Dr. Voss: For adding CTLA-4 to PD-1, we have data in the metastatic setting already. We know that salvage ipilimumab is not efficacious for many patients, for few. I think to go to ipilimumab/nivolumab then is exposing the patient to a higher risk of toxicity for a known response rate, which we there don’t have good data for how durable that response might be. Depending on what dataset you look at, probably somewhere in the 10% range. But no CRs reported on any of the trials that have looked at this in a sequencing fashion. I would not be so attracted to that knowing how ipilimumab can get you in trouble on other ends of things. I would not go personally to TKI/IO straight out of PD-1 failure given, again, what we’ve learned in the metastatic setting with CONTACT-03 where that strategy didn’t seem to add much, keeping the IO in place.

Dr. Rini: Yeah. I guess I’d say this is a big topic that we won’t have time to fully cover, but the biology of resistance and can you retreat and what if it’s 6 months or 2 years or progress? This is what we’re going to be talking about a lot. I think the survival data will only increase use, as I think David said. This adjuvant IO-resistant RCC population is going to be a growing one moving forward. You can bet we’ll start to see more and more trials in this space. CONTACT enrolled these people, but there was exactly 1 patient on each arm. TiNivo is I think enrolling them. There’ll be more. We’re going to start to see some prospective data sets and you would imagine you’ll start to see dedicated trials in this space because none of us know what to do and none of it is satisfying. I agree with you, Betsy. Single-agent TKI, in my opinion, is the very unexciting standard of care in this setting, but I don’t feel good about it. I feel bad about it. We need more drugs and more investigation.

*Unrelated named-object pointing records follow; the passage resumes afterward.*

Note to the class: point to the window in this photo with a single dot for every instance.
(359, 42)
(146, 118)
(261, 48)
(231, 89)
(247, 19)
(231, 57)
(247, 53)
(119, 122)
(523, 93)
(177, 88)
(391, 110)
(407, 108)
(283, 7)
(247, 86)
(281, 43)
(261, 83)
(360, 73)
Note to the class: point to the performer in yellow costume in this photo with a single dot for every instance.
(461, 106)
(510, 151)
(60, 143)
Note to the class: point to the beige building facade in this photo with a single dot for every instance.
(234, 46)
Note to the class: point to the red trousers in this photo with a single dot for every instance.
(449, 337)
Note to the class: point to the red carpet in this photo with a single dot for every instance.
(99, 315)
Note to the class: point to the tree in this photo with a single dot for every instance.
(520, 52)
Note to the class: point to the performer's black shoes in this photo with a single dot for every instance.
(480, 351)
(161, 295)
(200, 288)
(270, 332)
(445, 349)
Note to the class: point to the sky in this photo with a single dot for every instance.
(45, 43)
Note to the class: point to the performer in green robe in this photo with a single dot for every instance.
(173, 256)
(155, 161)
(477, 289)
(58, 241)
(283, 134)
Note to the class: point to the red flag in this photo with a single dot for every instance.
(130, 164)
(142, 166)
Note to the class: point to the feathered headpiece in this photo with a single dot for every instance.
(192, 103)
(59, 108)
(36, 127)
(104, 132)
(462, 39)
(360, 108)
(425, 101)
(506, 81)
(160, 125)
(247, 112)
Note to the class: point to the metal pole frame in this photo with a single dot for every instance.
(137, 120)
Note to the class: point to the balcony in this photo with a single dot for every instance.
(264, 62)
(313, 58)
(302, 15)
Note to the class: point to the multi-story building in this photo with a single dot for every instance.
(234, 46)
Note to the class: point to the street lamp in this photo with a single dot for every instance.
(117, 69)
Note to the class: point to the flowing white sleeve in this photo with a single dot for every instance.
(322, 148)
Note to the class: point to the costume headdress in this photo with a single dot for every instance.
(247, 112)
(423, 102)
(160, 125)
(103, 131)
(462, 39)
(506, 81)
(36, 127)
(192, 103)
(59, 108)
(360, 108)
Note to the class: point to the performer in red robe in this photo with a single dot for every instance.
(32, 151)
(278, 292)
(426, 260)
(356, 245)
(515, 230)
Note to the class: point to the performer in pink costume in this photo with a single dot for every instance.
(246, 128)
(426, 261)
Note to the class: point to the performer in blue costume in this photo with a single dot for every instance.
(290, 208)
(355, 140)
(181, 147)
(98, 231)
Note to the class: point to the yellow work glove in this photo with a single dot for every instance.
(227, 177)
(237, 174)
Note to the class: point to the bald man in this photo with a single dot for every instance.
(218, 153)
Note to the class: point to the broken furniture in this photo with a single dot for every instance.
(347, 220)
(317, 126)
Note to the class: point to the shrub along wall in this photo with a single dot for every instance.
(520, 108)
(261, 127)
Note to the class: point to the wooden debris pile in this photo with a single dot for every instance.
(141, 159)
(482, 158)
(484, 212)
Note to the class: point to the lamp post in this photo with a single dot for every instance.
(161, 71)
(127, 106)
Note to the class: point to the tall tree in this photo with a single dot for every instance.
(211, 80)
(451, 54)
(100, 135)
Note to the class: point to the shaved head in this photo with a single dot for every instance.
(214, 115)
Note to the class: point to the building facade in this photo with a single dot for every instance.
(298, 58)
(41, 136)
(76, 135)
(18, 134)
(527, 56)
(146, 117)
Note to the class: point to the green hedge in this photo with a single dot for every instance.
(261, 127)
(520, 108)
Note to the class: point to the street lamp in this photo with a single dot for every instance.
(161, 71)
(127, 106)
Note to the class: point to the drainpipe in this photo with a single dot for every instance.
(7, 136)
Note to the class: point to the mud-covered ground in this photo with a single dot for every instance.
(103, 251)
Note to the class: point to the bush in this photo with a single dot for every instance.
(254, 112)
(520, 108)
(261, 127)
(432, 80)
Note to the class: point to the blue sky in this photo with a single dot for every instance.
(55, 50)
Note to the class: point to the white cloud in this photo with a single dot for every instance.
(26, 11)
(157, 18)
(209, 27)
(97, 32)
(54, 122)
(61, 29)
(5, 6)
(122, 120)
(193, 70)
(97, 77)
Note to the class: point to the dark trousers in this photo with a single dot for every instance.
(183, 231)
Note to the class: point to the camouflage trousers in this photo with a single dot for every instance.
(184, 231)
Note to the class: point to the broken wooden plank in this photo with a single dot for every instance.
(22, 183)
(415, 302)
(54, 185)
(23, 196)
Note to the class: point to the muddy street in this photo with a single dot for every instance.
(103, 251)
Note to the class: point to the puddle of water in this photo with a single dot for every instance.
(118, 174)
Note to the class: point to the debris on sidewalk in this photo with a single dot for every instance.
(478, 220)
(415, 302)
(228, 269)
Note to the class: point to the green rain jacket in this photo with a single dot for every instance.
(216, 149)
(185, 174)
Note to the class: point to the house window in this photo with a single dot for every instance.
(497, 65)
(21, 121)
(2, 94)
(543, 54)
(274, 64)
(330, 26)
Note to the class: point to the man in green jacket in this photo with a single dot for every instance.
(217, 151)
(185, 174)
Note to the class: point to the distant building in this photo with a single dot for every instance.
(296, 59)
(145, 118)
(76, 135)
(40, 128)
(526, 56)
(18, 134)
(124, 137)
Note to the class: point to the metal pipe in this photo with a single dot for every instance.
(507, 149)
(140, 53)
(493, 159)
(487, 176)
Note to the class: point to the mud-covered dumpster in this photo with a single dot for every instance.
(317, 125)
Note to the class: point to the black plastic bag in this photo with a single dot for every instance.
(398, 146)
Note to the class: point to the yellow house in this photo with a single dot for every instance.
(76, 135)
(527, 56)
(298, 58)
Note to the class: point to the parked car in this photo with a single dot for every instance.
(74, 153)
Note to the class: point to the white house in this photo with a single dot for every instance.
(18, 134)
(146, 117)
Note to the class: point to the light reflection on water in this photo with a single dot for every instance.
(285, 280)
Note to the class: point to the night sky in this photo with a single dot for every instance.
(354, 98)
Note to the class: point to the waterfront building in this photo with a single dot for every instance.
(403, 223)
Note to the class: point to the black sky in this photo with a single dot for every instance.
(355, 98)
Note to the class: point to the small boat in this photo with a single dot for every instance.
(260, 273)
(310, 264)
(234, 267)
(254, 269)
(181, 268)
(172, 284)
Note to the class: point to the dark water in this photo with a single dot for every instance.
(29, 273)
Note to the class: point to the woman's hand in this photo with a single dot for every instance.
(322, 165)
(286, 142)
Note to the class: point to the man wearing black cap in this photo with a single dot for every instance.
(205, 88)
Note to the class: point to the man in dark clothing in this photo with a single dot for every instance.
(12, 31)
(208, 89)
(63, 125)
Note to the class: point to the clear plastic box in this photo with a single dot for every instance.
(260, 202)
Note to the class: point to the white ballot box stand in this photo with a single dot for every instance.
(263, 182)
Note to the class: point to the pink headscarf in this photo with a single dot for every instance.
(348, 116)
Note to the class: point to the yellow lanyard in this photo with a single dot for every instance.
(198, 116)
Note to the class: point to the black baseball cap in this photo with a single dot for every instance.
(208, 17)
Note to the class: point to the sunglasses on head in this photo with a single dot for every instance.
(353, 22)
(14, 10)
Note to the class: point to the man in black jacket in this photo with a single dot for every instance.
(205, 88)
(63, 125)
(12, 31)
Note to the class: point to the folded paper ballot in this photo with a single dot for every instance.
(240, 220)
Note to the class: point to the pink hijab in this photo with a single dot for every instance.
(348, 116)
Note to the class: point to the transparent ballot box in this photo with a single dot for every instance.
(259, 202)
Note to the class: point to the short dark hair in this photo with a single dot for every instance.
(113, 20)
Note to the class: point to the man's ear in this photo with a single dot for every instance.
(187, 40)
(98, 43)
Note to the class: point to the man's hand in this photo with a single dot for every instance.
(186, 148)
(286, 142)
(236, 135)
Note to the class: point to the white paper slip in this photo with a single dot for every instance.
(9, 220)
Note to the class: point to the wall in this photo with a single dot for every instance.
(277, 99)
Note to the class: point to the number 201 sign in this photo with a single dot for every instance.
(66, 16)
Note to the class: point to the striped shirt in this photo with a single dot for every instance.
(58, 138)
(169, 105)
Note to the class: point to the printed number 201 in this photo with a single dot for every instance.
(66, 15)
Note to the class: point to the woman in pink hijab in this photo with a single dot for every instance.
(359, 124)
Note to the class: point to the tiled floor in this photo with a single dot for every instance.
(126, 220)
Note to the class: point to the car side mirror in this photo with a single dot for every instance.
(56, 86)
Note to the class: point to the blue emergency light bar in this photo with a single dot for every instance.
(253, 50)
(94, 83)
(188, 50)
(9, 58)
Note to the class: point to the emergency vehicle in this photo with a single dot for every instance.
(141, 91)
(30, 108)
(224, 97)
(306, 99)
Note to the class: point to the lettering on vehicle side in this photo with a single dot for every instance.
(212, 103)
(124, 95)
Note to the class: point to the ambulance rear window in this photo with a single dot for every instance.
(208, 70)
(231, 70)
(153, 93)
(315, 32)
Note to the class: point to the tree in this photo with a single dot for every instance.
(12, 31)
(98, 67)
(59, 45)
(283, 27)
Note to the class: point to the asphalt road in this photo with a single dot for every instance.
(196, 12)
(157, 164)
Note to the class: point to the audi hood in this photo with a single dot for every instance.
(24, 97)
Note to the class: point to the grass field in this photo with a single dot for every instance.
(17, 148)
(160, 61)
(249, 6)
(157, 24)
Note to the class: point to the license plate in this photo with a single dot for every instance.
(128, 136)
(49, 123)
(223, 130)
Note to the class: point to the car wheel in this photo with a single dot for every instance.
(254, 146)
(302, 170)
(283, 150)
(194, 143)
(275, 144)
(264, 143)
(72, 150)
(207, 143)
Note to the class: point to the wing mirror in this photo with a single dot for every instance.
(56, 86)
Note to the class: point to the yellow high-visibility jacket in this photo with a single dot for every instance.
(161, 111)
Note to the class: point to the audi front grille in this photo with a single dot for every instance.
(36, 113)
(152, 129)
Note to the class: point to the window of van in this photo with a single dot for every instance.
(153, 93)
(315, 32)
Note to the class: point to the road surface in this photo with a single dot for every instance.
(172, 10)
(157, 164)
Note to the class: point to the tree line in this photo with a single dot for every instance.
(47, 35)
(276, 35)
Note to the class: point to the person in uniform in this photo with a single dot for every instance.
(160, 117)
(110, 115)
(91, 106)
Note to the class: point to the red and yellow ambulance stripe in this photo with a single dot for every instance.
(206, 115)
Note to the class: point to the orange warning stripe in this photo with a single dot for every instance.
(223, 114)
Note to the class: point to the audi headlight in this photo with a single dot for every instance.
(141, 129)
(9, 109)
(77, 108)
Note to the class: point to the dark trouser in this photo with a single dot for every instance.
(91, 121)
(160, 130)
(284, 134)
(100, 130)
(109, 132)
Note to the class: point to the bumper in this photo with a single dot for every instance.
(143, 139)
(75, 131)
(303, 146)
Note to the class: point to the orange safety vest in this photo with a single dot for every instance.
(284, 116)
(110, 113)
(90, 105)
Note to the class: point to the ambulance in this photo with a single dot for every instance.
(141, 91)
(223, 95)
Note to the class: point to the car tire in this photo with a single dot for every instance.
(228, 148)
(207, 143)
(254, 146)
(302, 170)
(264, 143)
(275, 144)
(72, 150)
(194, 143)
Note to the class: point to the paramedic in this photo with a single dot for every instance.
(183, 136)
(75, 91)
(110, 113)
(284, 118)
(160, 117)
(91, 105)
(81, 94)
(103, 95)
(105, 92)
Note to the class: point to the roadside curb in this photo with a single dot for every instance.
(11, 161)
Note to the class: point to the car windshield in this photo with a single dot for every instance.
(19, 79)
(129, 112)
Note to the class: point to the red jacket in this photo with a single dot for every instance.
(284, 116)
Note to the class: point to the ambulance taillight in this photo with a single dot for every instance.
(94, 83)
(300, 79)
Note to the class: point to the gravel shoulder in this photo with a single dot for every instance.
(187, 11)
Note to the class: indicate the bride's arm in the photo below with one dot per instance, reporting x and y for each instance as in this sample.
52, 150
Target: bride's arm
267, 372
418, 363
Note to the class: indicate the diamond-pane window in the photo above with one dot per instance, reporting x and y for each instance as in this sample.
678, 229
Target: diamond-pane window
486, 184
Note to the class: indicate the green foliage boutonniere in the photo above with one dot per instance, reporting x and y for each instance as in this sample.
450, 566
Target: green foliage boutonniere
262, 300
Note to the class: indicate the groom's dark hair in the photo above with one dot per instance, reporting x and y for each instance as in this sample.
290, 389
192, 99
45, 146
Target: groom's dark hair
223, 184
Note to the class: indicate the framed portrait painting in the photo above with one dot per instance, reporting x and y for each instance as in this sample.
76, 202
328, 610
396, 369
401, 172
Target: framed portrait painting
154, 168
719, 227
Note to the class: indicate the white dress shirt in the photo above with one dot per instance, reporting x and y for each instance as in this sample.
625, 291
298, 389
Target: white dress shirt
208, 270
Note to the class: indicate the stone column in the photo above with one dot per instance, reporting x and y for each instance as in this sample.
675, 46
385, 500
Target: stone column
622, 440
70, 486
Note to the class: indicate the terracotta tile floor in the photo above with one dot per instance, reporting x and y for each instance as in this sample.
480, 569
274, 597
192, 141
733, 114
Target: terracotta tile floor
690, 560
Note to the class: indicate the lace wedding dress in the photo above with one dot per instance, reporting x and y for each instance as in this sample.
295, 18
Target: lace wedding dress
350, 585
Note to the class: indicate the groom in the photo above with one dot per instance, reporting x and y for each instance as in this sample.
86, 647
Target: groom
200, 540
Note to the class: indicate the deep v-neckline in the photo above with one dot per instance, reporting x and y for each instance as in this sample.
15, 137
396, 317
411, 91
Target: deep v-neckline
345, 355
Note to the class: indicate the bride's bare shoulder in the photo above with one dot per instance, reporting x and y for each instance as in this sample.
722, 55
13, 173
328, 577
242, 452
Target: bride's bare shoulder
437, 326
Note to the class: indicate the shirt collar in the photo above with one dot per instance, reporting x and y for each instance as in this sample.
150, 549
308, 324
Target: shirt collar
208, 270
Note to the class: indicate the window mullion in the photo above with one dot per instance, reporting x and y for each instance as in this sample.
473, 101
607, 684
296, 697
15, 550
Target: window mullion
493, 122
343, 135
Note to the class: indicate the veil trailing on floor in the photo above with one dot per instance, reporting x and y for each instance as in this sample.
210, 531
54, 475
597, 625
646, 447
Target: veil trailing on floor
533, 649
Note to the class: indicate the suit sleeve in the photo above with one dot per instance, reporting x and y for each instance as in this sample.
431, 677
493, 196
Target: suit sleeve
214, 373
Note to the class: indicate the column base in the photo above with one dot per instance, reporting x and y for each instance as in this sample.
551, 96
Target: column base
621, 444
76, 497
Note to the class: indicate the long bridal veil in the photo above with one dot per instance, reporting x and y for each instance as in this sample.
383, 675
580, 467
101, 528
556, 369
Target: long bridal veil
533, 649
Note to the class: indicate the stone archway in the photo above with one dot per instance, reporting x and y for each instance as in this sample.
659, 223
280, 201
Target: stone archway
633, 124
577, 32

Two last things to cover very quickly. One is the adjuvant nivolumab negative data, which is basically the same as ipilimumab/nivolumab and all those curves are overlapping. Just maybe real quickly, David, starting with you, how does that impact your thoughts about the pembrolizumab data and why do you think it was negative?

Dr. McDermott: To me, the pembrolizumab OS makes it easier not to talk about these other 3 trials personally, which I think is largely a waste of our time. I think the potential explanation on the nivolumab side is less duration of therapy, but who knows? The fact that ipilimumab didn’t add anything to nivolumab in that study was not at all a surprise to me. It’s not because I’m clairvoyant, but because we did that study in melanoma, and we did nivolumab versus nivolumab/ipilimumab and it was dead negative. Ipilimumab is adding more toxicity in that setting where you do not have a lot of tumor-specific immune cells. We’ve seen it before. Honestly, I think we need to move on to some of these other questions which are not going to be easy to answer.

We do have some answers to these questions in melanoma because in that melanoma KEYNOTE-054 study, which is the closest to the pembrolizumab study in kidney cancer, you could cross over to pembrolizumab within the study. We have a sense of what the activity is for placebo patients getting pembrolizumab and the response rate was near 40% with 14% CR, so very active. We also know that for patients who were on pembrolizumab and then progressed after 6 months off pembrolizumab, pembrolizumab was still active in some of those patients. Far less, I think the response rate was only about 11%, but that suggests that there’s some patients who might need chronic PD-1. Is that the case in kidney cancer? We need to understand that so we can get to some of these questions. It’s going to be hard to do without trials that look at that concept within the context of the trial, otherwise we’re just going to be doing all of these sort of retrospective analyses from large datasets, which it’s not as easy to understand responses in that setting.